Era oggi un anno fa: una data che inconsciamente vorrei dimenticare, così come tendo a voler nascondere gli eventi osceni, dolorosi ed esecrabili ammantandoli di un alone romanzesco: strofinare forsennatamente l’argenteria, affinché non si veda proprio quell’ammaccatura, quel graffio che tanto stona nello sbrilluccichio. Eppure, in quel solco c’è scritta una storia e in questo giorno c’è il senso recondito, profondo e autentico di ciò che sono e di quello che non sarò mai più; c’è la sensazione che, nonostante tutto, ho la fortuna di baciarti ogni sera e sentirmi benedetta; c’è la lezione più grande e, al contempo, il lusso che è riservato a pochi: mi stavi scivolando tra le dita, senza che potessi dirti quello che sento, invece oggi posso scrutare la luce buona dei tuoi occhi e sussurrartelo con parole semplici.
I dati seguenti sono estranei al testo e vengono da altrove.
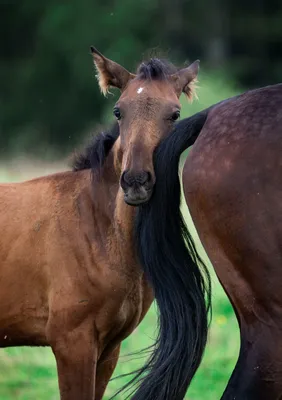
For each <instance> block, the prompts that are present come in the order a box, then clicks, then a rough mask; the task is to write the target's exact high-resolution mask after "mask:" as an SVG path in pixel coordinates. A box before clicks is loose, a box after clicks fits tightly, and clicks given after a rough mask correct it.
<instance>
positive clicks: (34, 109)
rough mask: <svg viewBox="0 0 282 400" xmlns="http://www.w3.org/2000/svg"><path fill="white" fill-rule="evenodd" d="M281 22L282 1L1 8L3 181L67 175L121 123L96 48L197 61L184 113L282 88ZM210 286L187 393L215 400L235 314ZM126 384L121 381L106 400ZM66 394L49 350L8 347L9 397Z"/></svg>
mask: <svg viewBox="0 0 282 400" xmlns="http://www.w3.org/2000/svg"><path fill="white" fill-rule="evenodd" d="M281 21H282V3H281V0H267V1H266V0H236V1H235V0H210V1H206V0H197V1H195V0H194V1H192V0H174V1H171V0H140V1H133V0H122V1H121V0H119V1H116V0H103V1H98V0H92V1H90V0H71V1H66V0H65V1H60V0H48V1H45V0H41V1H37V0H25V1H23V0H22V1H20V0H18V1H16V0H9V1H8V0H2V1H1V3H0V41H1V47H0V48H1V53H0V159H1V162H0V179H1V181H18V180H22V179H27V178H30V177H33V176H38V175H42V174H46V173H50V172H54V171H58V170H61V169H65V168H67V160H68V155H69V154H70V153H71V152H73V151H74V149H76V148H78V147H81V145H83V143H84V141H85V140H86V138H87V137H88V136H89V135H90V134H91V133H92V132H93V131H95V130H96V129H97V127H99V126H105V125H107V124H109V123H111V122H112V121H113V117H112V106H113V103H114V101H116V99H117V98H118V97H117V96H118V93H117V92H115V91H113V92H114V94H115V95H114V96H109V97H108V98H104V97H102V95H101V94H100V92H99V89H98V85H97V82H96V79H95V72H94V68H93V65H92V58H91V56H90V52H89V47H90V45H94V46H95V47H97V48H98V49H99V50H100V51H101V52H102V53H103V54H104V55H105V56H107V57H109V58H112V59H113V60H115V61H117V62H119V63H121V64H122V65H123V66H124V67H126V68H127V69H128V70H131V71H132V72H135V70H136V68H137V66H138V64H139V63H140V62H141V61H142V60H143V59H147V58H148V57H150V56H151V55H152V54H156V53H158V52H160V54H161V55H162V56H165V57H167V58H169V60H170V61H172V62H174V63H175V64H177V65H179V66H183V65H184V64H185V63H188V62H192V61H194V60H195V59H200V60H201V70H200V75H199V86H200V88H199V91H198V95H199V100H198V101H195V102H194V103H193V104H192V105H190V104H188V103H187V102H186V101H185V100H183V110H182V117H186V116H188V115H191V114H192V113H194V112H196V111H198V110H200V109H203V108H205V107H207V106H209V105H210V104H213V103H216V102H218V101H220V100H222V99H224V98H227V97H230V96H233V95H235V94H238V93H240V92H242V91H244V90H247V89H250V88H255V87H259V86H263V85H268V84H273V83H277V82H280V81H281V75H282V72H281V71H282V22H281ZM183 207H184V212H185V213H186V216H187V220H188V221H189V224H190V226H191V229H192V231H193V233H194V237H195V240H196V242H197V244H198V246H199V248H200V251H202V252H203V250H202V249H201V245H200V242H199V240H198V239H197V235H196V232H195V230H194V228H193V224H192V222H191V220H190V219H189V213H188V210H187V209H186V208H185V205H184V206H183ZM203 254H204V253H203ZM204 256H205V255H204ZM207 262H208V260H207ZM213 281H214V295H213V307H214V315H213V322H212V328H211V332H210V338H209V344H208V347H207V351H206V354H205V358H204V361H203V363H202V365H201V367H200V369H199V371H198V374H197V376H196V378H195V380H194V382H193V384H192V387H191V390H190V391H189V394H187V399H191V400H192V399H193V400H216V399H219V398H220V396H221V394H222V391H223V390H224V387H225V386H226V384H227V381H228V379H229V376H230V373H231V371H232V369H233V367H234V365H235V362H236V358H237V355H238V346H239V341H238V328H237V322H236V320H235V317H234V314H233V310H232V308H231V306H230V304H229V302H228V300H227V298H226V296H225V294H224V293H223V291H222V289H221V287H220V285H219V284H218V282H217V280H216V277H215V276H213ZM155 321H156V311H155V309H154V307H152V309H151V310H150V313H149V314H148V316H147V317H146V319H145V321H144V322H143V323H142V325H141V326H140V328H138V329H137V330H136V332H134V334H132V335H131V337H130V338H129V339H128V340H126V341H125V342H124V345H123V356H122V357H121V359H120V363H119V365H118V368H117V374H119V373H123V372H128V371H130V370H133V369H134V368H135V367H136V366H138V365H140V364H142V363H143V362H144V360H136V359H132V358H129V359H128V358H127V357H126V356H125V355H126V354H127V353H130V352H131V351H133V350H137V349H141V348H143V347H145V346H147V345H148V344H150V342H151V340H152V338H153V337H154V333H155V332H154V329H155ZM125 381H126V378H123V379H121V380H115V381H113V382H112V383H111V384H110V386H109V388H108V392H107V395H106V397H105V399H107V398H109V396H110V395H111V394H113V393H114V391H115V389H117V388H118V387H120V386H122V384H123V383H124V382H125ZM58 398H59V397H58V388H57V378H56V369H55V362H54V359H53V356H52V353H51V351H50V350H48V349H25V348H15V349H6V350H0V399H1V400H10V399H20V400H27V399H28V400H32V399H42V400H45V399H46V400H47V399H48V400H49V399H52V400H55V399H58ZM119 399H121V400H122V399H123V396H122V395H120V397H119Z"/></svg>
C’è la consapevolezza che mai persona è stata tanto amata nella mia costellazione di supernove schiantate e perse, che, sebbene la mia scarsa autoindulgenza non mi conceda sconti -ma una lista infinita di rimproveri per i fallimenti e le procrastinabilità- guardando indietro con terrore a quel giorno, mi chiedo come sia riuscita a sorreggere la nostra familiare “caduta degli dei” proprio con la stessa forza e la stessa altera dignità che mi hai insegnato tu.
Allora mi dico che sì, in fondo questa volta ho fatto la brava.
Sai una cosa? Adesso respiro di nuovo.